The post came one day after Musk lashed out at the tax bill, describing it as a budget-busting “disgusting abomination” as Republican fiscal hawks stepped up criticism of the massive fiscal package. 

Trump hasn’t publicly responded to Musk’s comments, but the White House put out a statement Wednesday saying the legislation “unleashes an era of unprecedented economic growth.” 

And House Speaker Mike Johnson told reporters that Musk is “dead wrong” about the bill and that the tax cuts will pay for themselves through economic growth.

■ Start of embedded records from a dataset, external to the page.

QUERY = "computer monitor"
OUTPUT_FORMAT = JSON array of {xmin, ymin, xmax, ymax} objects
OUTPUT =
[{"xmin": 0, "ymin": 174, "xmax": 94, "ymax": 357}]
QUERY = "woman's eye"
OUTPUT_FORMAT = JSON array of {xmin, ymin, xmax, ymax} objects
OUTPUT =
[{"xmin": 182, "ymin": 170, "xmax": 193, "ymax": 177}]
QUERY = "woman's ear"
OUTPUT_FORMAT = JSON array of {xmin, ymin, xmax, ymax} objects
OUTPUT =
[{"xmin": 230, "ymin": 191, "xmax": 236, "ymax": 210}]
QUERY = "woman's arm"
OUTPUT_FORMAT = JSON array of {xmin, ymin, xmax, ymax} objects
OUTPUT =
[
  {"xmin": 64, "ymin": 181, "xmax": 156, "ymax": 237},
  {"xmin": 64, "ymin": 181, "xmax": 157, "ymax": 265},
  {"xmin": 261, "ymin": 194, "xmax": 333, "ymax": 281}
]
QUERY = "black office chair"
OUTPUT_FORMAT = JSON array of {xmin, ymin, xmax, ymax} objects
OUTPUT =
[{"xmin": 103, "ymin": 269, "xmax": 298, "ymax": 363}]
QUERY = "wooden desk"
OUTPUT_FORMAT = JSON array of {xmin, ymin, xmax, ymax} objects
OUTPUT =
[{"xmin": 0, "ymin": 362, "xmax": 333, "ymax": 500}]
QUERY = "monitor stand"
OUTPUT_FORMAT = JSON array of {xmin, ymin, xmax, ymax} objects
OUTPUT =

Musk’s public condemnation pits him against the president at a critical time as Trump is personally lobbying holdouts on the bill. His campaign against the legislation threatens to stiffen resistance and delay enactment of the tax cuts and debt ceiling increase. 

Musk has attacked the legislation days after leaving a temporary assignment leading the administration’s Department of Government Efficiency initiative to cut federal spending. The Tesla Inc. chief executive officer’s high-profile role in the Trump administration eroded his business brand and sales of his company’s electric vehicles plunged. 

The House-passed version of the tax and spending bill would add $2.4 trillion to U.S. budget deficits over the next decade, according to an estimate released Wednesday from the nonpartisan Congressional Budget Office.

The CBO’s calculation reflects a $3.67 trillion decrease in expected revenues and a $1.25 trillion decline in spending over the decade through 2034, relative to baseline projections. The score doesn’t account for any potential boost to the economy from the bill, which Johnson and Trump argue would offset the revenue losses. 

Musk, the world’s richest man with a net worth of about $377 billion according to the Bloomberg Billionaires Index, has become a crucial financial backer of the Republican party. After making modest donations most years, Musk became the biggest U.S. political donor in 2024, giving more than $290 million.

Johnson said Musk had promised to help reelect Republicans just a day before savaging Trump’s bill. Musk did not respond to a request for comment. 

Most of Musk’s giving was aimed at electing Trump but he also supported congressional candidates. America PAC, the super political action committee that Musk largely funded, spent $18.5 million in 17 separate House races. Though that total pales in comparison to the roughly $255 million he spent backing Trump, the spending means a lot in a congressional election, where challengers on average raise less than $1 million.

Control of the House will likely be decided by the outcome of fewer than two dozen close races in the 2026 midterm elections. The GOP’s chances of holding their majority would suffer a major blow if Musk were to withdraw his financial support.